2. **Update Protocol**: Add the message structure to `holtburger-protocol`.
3. **Handle in Core**: Add a case to the core loop in [src/client/messages.rs](src/client/messages.rs).
4. **Update State**: If the message changes the world, add a method to `holtburger-world` and emit a `WorldEvent`.
5. **Map to View**: Update the direct `ClientViewEvent` emission in [src/client/messages.rs](src/client/messages.rs) or `emit_world_view_projection` inside [src/client/mod.rs](src/client/mod.rs) to share the new delta with the UI.
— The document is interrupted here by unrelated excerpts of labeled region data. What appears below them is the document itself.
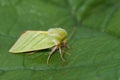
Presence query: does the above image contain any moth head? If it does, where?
[48,28,67,44]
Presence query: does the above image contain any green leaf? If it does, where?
[0,0,120,80]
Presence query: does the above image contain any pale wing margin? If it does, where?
[9,31,55,53]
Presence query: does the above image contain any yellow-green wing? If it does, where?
[9,31,55,53]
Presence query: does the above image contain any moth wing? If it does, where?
[9,31,55,53]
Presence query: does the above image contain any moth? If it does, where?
[9,28,67,64]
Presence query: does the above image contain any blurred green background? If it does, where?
[0,0,120,80]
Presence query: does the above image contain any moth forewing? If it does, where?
[9,28,67,63]
[9,31,55,53]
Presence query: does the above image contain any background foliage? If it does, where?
[0,0,120,80]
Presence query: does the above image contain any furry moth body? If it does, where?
[9,28,67,64]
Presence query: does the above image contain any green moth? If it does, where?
[9,28,67,64]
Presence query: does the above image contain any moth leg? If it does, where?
[63,40,70,49]
[59,47,65,62]
[47,46,58,64]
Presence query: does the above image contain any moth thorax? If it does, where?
[48,28,67,45]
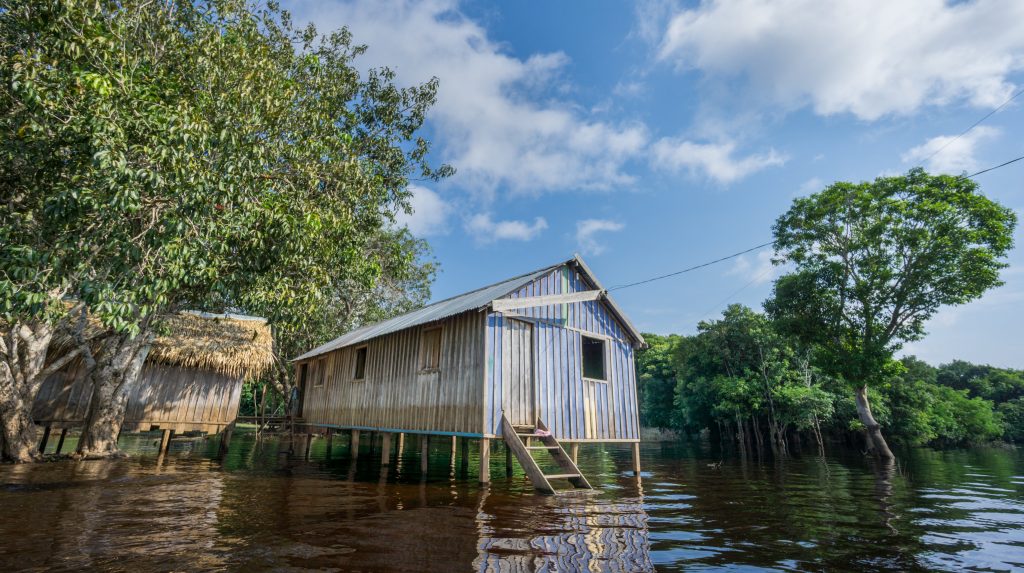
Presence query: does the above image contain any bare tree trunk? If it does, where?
[78,325,155,458]
[856,384,896,459]
[0,321,78,464]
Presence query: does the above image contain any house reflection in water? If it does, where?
[473,498,654,572]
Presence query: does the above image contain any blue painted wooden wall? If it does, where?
[483,266,639,440]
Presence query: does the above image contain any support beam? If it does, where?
[39,426,50,453]
[505,442,512,478]
[158,430,174,454]
[459,438,469,475]
[633,442,640,476]
[480,438,490,483]
[490,291,604,312]
[53,428,68,454]
[420,434,430,475]
[381,432,391,466]
[217,422,234,458]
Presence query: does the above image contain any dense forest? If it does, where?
[637,313,1024,454]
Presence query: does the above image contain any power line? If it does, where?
[921,89,1024,164]
[964,156,1024,179]
[608,152,1024,292]
[608,240,775,292]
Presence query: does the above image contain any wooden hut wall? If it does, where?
[297,310,484,435]
[484,266,640,441]
[123,364,242,433]
[32,364,242,433]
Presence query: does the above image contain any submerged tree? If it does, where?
[0,0,451,455]
[766,169,1017,457]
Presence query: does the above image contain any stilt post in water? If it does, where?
[480,438,490,483]
[381,432,391,466]
[217,422,234,458]
[158,430,174,454]
[505,442,512,478]
[53,428,68,454]
[39,426,50,453]
[348,430,359,459]
[420,434,430,475]
[459,438,469,475]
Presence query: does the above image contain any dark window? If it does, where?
[583,337,607,380]
[352,346,367,380]
[420,326,441,370]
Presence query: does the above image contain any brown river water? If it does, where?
[0,433,1024,572]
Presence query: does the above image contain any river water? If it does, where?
[0,433,1024,572]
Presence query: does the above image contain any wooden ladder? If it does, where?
[502,413,594,493]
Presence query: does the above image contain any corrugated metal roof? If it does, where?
[294,262,565,360]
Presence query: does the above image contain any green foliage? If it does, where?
[637,334,681,429]
[766,169,1017,385]
[0,0,452,352]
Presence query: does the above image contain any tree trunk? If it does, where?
[0,322,58,464]
[78,326,155,458]
[855,384,896,459]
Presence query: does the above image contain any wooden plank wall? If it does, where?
[297,310,484,435]
[33,364,242,433]
[484,266,640,441]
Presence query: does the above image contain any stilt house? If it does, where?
[295,257,644,490]
[33,312,273,433]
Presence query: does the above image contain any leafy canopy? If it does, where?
[766,169,1017,384]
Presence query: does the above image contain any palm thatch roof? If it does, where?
[51,311,274,378]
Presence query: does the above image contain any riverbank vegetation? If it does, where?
[0,0,452,461]
[638,169,1024,457]
[637,327,1024,453]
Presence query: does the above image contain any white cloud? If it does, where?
[657,0,1024,120]
[726,251,781,284]
[651,137,786,184]
[466,213,548,244]
[289,0,647,199]
[577,219,626,255]
[902,126,999,174]
[395,185,452,236]
[800,177,825,195]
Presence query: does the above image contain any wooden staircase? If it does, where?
[502,414,593,493]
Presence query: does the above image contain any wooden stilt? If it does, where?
[633,442,640,476]
[217,422,234,458]
[480,438,490,483]
[459,438,469,474]
[348,430,359,459]
[39,426,50,453]
[159,430,174,454]
[420,434,430,475]
[53,428,68,453]
[381,432,391,466]
[505,442,512,478]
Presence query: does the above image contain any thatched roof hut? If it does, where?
[33,312,274,432]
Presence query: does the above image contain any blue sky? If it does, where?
[285,0,1024,367]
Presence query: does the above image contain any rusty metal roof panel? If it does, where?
[293,262,565,360]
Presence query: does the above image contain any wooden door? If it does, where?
[502,318,537,426]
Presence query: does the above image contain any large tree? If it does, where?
[0,0,451,455]
[766,169,1017,457]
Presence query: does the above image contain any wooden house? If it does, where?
[32,312,273,447]
[295,257,644,490]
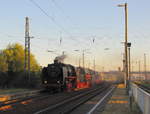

### Adding or Refactoring a Reusable Controller
1. **Prove the behavior is shared**: Confirm that the behavior is likely useful across multiple clients or modes of control.
2. **Identify the primitive surface**: Separate the controller's decision-making from the low-level commands it needs to emit.
3. **Make state explicit**: Keep controller state isolated from the transport and world-plumbing responsibilities.
4. **Define lifecycle and interruption rules**: Be explicit about what blocks, pauses, interrupts, cancels, or completes the controller.
5. **Keep adoption optional**: Frontends should opt into controllers rather than being forced through them.
6. **Keep the kernel small and evidence-driven**: Prefer controller-local vocabularies and only promote helpers or shared terminology that multiple real controllers demonstrably need.

## Migration Path Toward Reusable Controllers

We do not need a flag day refactor. The current movement behavior can evolve incrementally:

1. **Document current controllers explicitly**
    - Document how frontends own reusable controllers and submit emitted plans or direct intents for execution.
2. **Separate primitive helpers from controller logic**
    - Extract helpers for heading changes, locomotion state, stop/cancel, and sync from the current approach loop.
3. **Isolate controller state**
    - Keep approach-specific state and heuristics grouped together behind a clearer controller boundary.
4. **Introduce additional reusable controllers**
    - Examples include combat-facing assistance or maintain-range behavior.
5. **Let applications arbitrate controller usage**
    - Frontends decide when to invoke or suspend a controller based on local UX needs.

The end state is a core library that owns robust movement and interaction primitives, plus a catalog of optional higher-level controllers that clients can compose as needed.

## Dependencies
- **`holtburger-session`**: Network tracking, transport, and packet parsing.
- **`holtburger-world`**: The World State graph and entity tracking.
- **`holtburger-protocol`**: Binary packet structures.
- **`holtburger-dat`**: File access (DATs).